Photo Credit: yogenyogeny
The following is a summary of “Microcystoid macular edema in epiretinal membrane: not a retrograde maculopathy,” published in the January 2025 issue of Ophthalmology by Govetto et al.
Researchers conducted a retrospective study to examine the incidence, clinical spectrum, and pathophysiology of microcystoid macular edema (MME) in 2 cohorts of individuals with epiretinal membrane (ERM) and idiopathic full-thickness macular hole (FTMH).
They reviewed clinical charts, structural and en-face optical coherence tomography (OCT), and fluorescein angiography (FA) images of individuals with ERM and FTMH who underwent surgery with pars plana vitrectomy and internal limiting membrane (ILM) peel, with at least 6 months of follow-up. Additionally, the histopathology analysis of 2 specimens with 2 human retinas and 1 human ILM was performed.

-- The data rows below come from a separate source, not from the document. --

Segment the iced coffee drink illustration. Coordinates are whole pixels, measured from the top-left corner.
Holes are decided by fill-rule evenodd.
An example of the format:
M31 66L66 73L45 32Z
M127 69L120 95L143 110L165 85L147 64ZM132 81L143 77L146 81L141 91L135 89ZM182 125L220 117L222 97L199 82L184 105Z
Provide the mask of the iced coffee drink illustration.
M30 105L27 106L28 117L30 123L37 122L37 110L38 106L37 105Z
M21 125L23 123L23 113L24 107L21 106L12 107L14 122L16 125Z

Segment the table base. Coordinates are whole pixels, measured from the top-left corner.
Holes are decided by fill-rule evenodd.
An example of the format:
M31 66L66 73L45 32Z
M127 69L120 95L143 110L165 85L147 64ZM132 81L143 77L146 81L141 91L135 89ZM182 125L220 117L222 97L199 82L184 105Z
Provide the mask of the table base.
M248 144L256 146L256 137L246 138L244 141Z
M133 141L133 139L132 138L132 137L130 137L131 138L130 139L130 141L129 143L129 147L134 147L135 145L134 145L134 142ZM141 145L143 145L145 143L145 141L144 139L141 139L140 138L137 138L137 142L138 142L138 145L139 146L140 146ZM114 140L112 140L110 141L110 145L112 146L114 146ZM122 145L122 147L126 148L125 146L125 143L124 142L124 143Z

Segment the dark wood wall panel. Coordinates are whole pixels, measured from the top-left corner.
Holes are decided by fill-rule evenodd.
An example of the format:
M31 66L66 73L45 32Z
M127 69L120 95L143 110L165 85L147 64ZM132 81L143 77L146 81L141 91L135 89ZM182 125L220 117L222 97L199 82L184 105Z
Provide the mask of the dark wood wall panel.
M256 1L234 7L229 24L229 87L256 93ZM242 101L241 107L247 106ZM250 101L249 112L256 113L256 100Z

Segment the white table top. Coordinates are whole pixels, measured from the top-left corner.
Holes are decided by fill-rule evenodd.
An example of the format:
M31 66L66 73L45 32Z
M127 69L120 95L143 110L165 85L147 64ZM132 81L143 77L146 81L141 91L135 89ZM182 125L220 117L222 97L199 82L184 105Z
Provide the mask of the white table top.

The results showed that 172 participants, including 123 with ERM and 49 with FTMH, were followed for an average of 9.1 ± 4.7 and 8.2 ± 3.6 months, respectively. Preoperatively, MME was observed in 27 out of 123 ERM eyes (21.9%) and none of the 49 FTMH eyes (P <0.001) while, MME was significantly associated with advanced ERM stages (P <0.001) and was typically found beneath areas of continuous ERM-ILM adherence. The FA in 46 ERM eyes revealed capillary leakage in 36.4% of eyes without MME or cystoid macular edema (CME), 39% of eyes with MME, and increased hyperfluorescence in CME. Postoperatively, new-onset MME occurred in 13 out of 84 ERM eyes (15.5%) and 1 FTMH eye (2%, P =0.014). The MME resolved in 7 out of 40 ERM eyes with preoperative or postoperative MME (17.9%) by 2.8 ± 1.5 months post-surgery and MME evolution was variable after surgery, and the association between MME and postoperative best-corrected visual acuity was significant only in univariate analysis (P =0.037). Histopathology showed anatomical continuity between Müller cells and ERM, indicating a higher risk of iatrogenic damage in ERM eyes during ILM peeling.
Investigators concluded that postoperative MME was common in ERM and rare in FTMH, indicating that ILM peeling alone might not cause MME, with ERM-related MME likely resulting from Müller cell disruption and iatrogenic damage, while the characteristics of MME and CME might overlap.